Cumhurbaşkanı Tayyip Erdoğan on yıldır Mısır Devlet Başkanı Sisi’yi tanımıyordu.
Bir askeri darbeyle Mısır’da iktidarı eline alan Sisi’yle asla bir araya gelmeyeceğini her fırsatta vurguluyordu. Erdoğan, Sisi’nin “darbeci, zalim ve katil” olduğunu da söylüyordu.
Bu sert ve kararlı tutumuna karşın Erdoğan, Katar’da dünya futbol şampiyonasının ilk gününde Sisi’yle tokalaştı ve samimi bir fotoğraf verdi.
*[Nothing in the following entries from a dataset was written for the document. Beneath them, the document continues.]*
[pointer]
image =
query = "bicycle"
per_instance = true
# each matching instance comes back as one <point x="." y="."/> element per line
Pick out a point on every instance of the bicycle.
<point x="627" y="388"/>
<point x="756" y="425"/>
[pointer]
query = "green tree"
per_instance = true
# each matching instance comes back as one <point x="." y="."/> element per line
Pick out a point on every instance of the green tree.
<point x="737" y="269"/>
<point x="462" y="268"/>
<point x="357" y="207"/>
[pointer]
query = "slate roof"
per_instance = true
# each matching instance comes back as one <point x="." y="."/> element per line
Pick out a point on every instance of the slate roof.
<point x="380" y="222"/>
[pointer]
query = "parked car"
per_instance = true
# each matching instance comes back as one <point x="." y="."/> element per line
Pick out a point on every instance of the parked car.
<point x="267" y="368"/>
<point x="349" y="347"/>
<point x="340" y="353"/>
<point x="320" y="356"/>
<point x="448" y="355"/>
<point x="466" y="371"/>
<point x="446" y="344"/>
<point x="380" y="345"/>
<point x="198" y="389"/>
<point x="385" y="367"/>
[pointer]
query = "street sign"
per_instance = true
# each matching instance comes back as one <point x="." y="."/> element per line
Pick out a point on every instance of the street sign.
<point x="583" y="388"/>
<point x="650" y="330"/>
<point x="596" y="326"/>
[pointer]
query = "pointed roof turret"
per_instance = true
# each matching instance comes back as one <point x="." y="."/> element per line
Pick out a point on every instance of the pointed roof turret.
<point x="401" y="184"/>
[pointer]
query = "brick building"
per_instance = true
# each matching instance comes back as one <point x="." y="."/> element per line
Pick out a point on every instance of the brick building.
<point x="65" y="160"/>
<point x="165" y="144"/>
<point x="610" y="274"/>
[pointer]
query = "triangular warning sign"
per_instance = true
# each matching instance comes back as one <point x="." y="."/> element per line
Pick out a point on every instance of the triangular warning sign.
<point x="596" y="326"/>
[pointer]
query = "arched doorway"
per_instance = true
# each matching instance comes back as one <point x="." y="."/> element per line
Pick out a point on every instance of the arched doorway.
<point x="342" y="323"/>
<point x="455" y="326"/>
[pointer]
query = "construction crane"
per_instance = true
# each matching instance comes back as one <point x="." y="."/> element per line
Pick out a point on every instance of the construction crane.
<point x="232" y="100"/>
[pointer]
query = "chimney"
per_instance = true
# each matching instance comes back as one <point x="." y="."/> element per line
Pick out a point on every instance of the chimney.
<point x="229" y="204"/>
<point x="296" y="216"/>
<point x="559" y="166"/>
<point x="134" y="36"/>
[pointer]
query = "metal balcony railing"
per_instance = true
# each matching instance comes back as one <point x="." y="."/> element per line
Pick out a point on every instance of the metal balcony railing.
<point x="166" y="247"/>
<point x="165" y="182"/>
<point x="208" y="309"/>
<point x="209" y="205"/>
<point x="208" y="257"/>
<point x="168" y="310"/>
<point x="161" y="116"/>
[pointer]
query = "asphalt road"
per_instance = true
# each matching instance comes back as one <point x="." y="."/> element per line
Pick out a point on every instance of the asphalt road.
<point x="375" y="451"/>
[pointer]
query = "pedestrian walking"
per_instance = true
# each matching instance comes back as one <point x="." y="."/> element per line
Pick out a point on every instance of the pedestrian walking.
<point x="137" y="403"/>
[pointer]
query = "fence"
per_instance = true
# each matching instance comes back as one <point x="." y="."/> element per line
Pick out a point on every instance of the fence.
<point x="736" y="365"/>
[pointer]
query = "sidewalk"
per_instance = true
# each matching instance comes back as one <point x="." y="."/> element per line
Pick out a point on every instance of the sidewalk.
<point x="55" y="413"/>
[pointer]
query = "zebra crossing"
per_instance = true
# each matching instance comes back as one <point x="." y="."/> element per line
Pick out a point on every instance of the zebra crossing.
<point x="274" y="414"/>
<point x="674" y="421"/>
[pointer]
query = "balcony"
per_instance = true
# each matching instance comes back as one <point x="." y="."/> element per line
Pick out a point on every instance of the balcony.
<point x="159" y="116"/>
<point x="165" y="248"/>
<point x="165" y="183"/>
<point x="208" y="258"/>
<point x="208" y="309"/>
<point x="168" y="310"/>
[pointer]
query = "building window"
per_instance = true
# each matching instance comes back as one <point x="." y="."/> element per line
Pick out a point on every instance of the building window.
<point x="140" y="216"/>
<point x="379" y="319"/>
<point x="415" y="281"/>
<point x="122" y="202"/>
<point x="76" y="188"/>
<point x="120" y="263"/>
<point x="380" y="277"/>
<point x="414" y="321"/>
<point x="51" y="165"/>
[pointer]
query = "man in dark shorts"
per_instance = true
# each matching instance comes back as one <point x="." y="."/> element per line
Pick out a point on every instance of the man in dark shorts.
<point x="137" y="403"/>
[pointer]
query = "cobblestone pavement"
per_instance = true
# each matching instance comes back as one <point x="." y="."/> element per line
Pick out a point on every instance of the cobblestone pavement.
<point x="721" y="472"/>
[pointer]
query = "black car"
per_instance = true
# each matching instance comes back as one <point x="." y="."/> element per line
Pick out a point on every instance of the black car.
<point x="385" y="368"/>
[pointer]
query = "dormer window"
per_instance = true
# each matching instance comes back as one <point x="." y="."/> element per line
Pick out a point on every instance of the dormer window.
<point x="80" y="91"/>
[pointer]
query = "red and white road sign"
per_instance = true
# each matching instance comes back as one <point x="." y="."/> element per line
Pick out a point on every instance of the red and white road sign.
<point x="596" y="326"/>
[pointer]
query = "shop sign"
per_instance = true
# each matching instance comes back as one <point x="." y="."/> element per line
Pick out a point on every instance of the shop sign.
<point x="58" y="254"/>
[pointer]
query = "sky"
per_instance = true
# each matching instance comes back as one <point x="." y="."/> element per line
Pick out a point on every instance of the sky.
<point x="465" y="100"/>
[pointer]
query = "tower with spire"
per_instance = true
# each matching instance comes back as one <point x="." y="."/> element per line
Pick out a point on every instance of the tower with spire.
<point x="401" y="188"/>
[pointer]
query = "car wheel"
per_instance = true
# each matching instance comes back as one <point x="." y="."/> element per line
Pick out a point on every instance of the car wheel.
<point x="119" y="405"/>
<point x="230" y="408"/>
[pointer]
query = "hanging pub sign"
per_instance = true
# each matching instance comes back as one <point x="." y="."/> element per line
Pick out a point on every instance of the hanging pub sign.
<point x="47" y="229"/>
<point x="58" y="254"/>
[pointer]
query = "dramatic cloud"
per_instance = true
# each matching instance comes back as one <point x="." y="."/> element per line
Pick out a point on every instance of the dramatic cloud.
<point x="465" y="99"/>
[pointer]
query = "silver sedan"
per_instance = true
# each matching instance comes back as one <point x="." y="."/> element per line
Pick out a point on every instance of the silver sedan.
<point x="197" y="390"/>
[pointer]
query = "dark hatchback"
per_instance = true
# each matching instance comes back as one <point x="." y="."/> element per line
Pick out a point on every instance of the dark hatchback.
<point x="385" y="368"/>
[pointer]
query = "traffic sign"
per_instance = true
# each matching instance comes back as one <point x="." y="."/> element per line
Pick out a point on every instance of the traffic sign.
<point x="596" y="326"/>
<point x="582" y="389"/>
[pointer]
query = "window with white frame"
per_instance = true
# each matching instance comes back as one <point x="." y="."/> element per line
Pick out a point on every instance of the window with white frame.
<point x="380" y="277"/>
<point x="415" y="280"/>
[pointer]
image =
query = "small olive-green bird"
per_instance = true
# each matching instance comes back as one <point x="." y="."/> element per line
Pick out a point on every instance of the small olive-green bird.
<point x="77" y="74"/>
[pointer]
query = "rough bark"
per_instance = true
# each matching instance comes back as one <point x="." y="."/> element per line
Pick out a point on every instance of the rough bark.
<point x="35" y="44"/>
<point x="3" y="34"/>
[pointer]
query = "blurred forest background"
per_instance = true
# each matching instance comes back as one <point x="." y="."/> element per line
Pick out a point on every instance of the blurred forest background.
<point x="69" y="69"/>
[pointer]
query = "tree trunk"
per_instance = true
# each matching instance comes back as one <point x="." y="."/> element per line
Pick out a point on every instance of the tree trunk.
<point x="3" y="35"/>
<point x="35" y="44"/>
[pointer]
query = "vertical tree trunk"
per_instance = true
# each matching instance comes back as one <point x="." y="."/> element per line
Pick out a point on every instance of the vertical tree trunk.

Katar’a gitmeden önce, Endonezya gezisinden döndükten sonra, yine on yıldır tanımadığı Suriye Devlet Başkanı Esad’la görüşebileceğini, 2023 seçimlerinden sonra Suriye ile “silbaştan” ilişki kurulabileceğini söyledi.
Erdoğan, Suriye içsavaşı çıktıktan sonra Esad’ı da “zalim ve katil” ilân etmişti. 2013 yılında iktidar, Esad’ın günlerinin sayılı olduğunu, birkaç hafta içinde devrileceğini de duyurmuştu. İktidar mensupları kısa sürede Emevi camiinde namaz kılmaya gideceklerini de ilân etmişlerdi.
Esad devrilmedi.
İçlerinden bazılarını Türkiye’nin de desteklediği İslamcı radikal gruplar Esad’la savaşı kaybettiler ve Türkiye sınırında, İdlip’te toplandılar.
Şimdi Erdoğan, Sisi gibi Esad’la silbaştan ilişkiden söz edebiliyor.
Bu durumda sormak gerekir:
Ne değişti?
Ne değişti de Cumhurbaşkanı Erdoğan, Sisi ve Esad’la ilişkileri normalleştirmek istiyor?
Sisi hâlâ darbeci değil mi?
Zalim değil mi?
Sisi Mısır iç politikasında veya Türkiye’ye yaklaşımında olumlu yönde bir politika değişikliğine mi gitti?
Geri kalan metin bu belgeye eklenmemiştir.